Earlier systems employ feature-engineering based statistic models. MaxEnt-SVM (Cherry et al., 2013) utilizes a mixture of Max Entropy Classifier and Support Vector Machine (SVM). CRF-SVM (Tang et al., 2013) utilizes a hybrid system that trains different classifiers for different link types based on Conditional Random Fields and SVM. RULE-SVM (Nikfarjam et al., 2013) adds a rule based component to their SVM based system. More recent systems employ neural network based models. RNN-ATT (Liu et al., 2019) utilizes a recurrent neural network (RNN) with an attention layer. SP-ILP (Han et al., 2019; Leeuwenberg and Moens, 2017) employs a recurrent neural network jointly trained with structured learning and integer programming constraints. HyperGeo (Tan et al., 2021) applies a RoBERTa-base to embed events into hyperbolic space. CTRL-PG (Zhou et al., 2021) utilizes a BERT with probabilistic soft logic regularization and global inference. BTR-C uses a BERT temporal relation extractor with context window. For fair comparison, we collect results for RULE-SVM, MaxEnt-SVM, and CFR-SVM from Cherry et al. (2013); Tang et al. (2013); Nikfarjam et al. (2013), for RNN-ATT, SP-ILP, and CTRL-PG from Zhou et al. (2021), and run experiments for HyperGeo (without external knowledge) and BTR-C with the same network setup in Section 5.1.1.

TB-Dense

CAEVO (Leeuwenberg and Moens, 2017) proposes a cascading event ordering architecture for rule-based classifiers. LSTM-DP (Cheng and Miyao, 2017) adopts a bidirectional long short-term memory (Bi-LSTM) for incorporating the dependency tree. GCL (Meng and Rumshisky, 2018) adds a global context layer to a RNN-based structure. SGT (Zhang et al., 2021) utilizes a syntax-guided attention mechanism to incorporate the dependency parsing tree for improving the supervised training of BERT. SP-ILP, BTR-C, and CTRL-PG are also compared against for I2B2. We collect the results for CAEVO, LSTM-DP, GCL, SP-ILP from Han et al. (2019), for CTRL-PG from Zhou et al. (2021), and for SGT from Zhang et al. (2021), and run experiments for BTR-C.

5.2. Results on I2B2

We experiment with different strategies for typed marker creation (Section 3.1.1) and the EVENT strategy (using EVENT types, SECTIME types, and “TIMEX” for TIMEX span) results in the best performance across precision (83.0%), recall (83.9%), and F1 (83.5%) (Table 5).

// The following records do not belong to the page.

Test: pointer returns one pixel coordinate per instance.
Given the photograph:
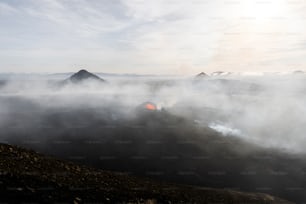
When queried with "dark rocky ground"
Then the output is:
(27, 176)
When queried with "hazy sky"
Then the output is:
(152, 36)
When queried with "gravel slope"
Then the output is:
(27, 176)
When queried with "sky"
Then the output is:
(152, 36)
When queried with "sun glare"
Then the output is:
(263, 10)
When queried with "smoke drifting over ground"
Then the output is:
(209, 131)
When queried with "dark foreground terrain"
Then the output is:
(27, 176)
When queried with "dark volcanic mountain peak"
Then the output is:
(84, 75)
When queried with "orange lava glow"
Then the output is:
(150, 106)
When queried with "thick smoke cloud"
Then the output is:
(236, 132)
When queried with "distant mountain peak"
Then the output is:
(84, 75)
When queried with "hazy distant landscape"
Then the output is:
(235, 131)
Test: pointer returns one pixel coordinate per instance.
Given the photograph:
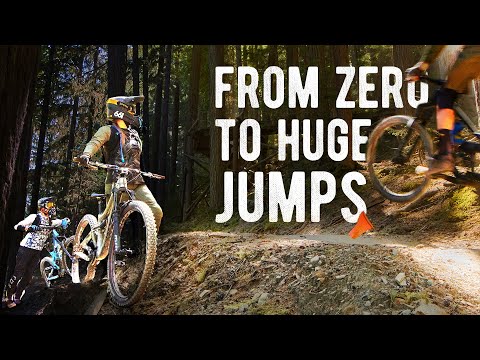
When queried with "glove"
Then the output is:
(84, 159)
(414, 73)
(65, 222)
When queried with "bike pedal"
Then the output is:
(81, 255)
(127, 252)
(420, 170)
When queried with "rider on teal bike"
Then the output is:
(465, 69)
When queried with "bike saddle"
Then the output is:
(98, 196)
(130, 100)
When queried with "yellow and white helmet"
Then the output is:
(123, 108)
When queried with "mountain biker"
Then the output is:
(31, 247)
(122, 146)
(465, 69)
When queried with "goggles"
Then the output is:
(50, 205)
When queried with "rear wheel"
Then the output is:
(66, 262)
(48, 271)
(130, 270)
(84, 245)
(395, 148)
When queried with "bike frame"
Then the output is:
(108, 220)
(55, 254)
(423, 121)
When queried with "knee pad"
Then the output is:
(446, 98)
(157, 211)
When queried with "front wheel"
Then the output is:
(66, 261)
(47, 270)
(130, 270)
(83, 250)
(396, 147)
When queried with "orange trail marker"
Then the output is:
(363, 225)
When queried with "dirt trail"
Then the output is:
(228, 273)
(223, 273)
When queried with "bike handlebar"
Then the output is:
(426, 78)
(94, 165)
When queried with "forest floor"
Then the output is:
(421, 258)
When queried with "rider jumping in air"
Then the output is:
(465, 69)
(121, 146)
(31, 247)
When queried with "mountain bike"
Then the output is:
(59, 262)
(400, 148)
(125, 232)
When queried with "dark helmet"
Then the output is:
(49, 204)
(123, 108)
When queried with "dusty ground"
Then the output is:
(230, 274)
(420, 258)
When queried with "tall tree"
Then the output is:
(175, 122)
(403, 58)
(47, 94)
(136, 74)
(216, 56)
(117, 70)
(93, 99)
(193, 101)
(340, 58)
(145, 113)
(73, 127)
(18, 192)
(18, 69)
(292, 60)
(236, 133)
(155, 159)
(163, 140)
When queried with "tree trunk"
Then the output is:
(71, 134)
(93, 99)
(292, 60)
(136, 74)
(175, 121)
(146, 108)
(155, 159)
(18, 192)
(403, 58)
(216, 54)
(18, 70)
(191, 119)
(340, 58)
(117, 70)
(236, 133)
(163, 140)
(43, 129)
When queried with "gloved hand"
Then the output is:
(65, 222)
(414, 73)
(84, 159)
(33, 228)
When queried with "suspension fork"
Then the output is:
(398, 153)
(116, 220)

Our best method BTR-CE, as it uses BERT for temporal relation extraction with context sentences and event makers. Comparing our BTR-CE against all the baseline methods (Table 3), it achieves the highest recall and F1, and the second highest precision across methods, with a remarkable 3.3% F1 improvement compared to CTRL-PG, the previous state-of-the-art model on I2B2.

Table 5:

Experimental results across different strategies of typed marker creation on I2B2 test set (%).

Strategy P R F1
mean std mean std mean std

DEFAULT 82.9 0.6 83.7 0.4 83.3 0.5

EVENT+POS 82.7 0.3 83.6 0.2 83.2 0.3
EVENT+TIME 82.8 0.4 83.6 0.4 83.2 0.4
EVENT+TIME+POS 82.9 0.3 83.7 0.3 83.3 0.3

EVENT 83.0 0.6 83.9 0.4 83.5 0.5

Table 3:

Experimental results across methods on I2B2 test set (%).

P R F1

RULE-SVM 71.1 58.4 64.1
MaxEnt-SVM 75.4 64.6 69.5
CFR-SVM 72.3 66.8 70.1

RNN-ATT 71.9 69.1 70.5
SP-ILP 78.1 78.2 78.2
HyperGeo 79.3 80.1 79.7
CTRL-PG 86.8 74.5 80.2

BTR-C 80.8 82.0 81.3
BTR-CE 83.0 83.9 83.5

Performance Breakdown for BTR-CE.

We perform subgroup analysis based on temporal relation types (Table 6), and link types (Table 7) for our best method. Performance breakdown based on temporal relation types (Table 6) demonstrates that the AFTER type has the lowest score across metrics (67.3% as precision, 65.4% as recall, and 66.3% as F1), while the BEFORE type achieves the best precision and F1 (88.7% and 86.1%). Their ascending order of overall TRE performance measured by F1 is consistent with their increasing proportion of the data, ranging from the AFTER type making up 9.7% of the I2B2 test data to the BEFORE type making up 53.2%. The performance breakdown based on link types reveals a similar trend of performance increment with higher data proportion. The TIMEX-TIMEX type, making up only 0.8% of the data, has the worst performance across metrics (73.3% as precision, 73.6% as recall, and 73.4% as F1), while the Event-Timex type (with SECTIME), making up 48.0% of the data, has the best performance across metrics (82.6% as precision, 82.7% as recall, and 82.6% as F1).

Table 6:

Performance breakdown based on temporal relation types on I2B2 test set for BTR-CE. P, R, and F1 are measured in percentage (%).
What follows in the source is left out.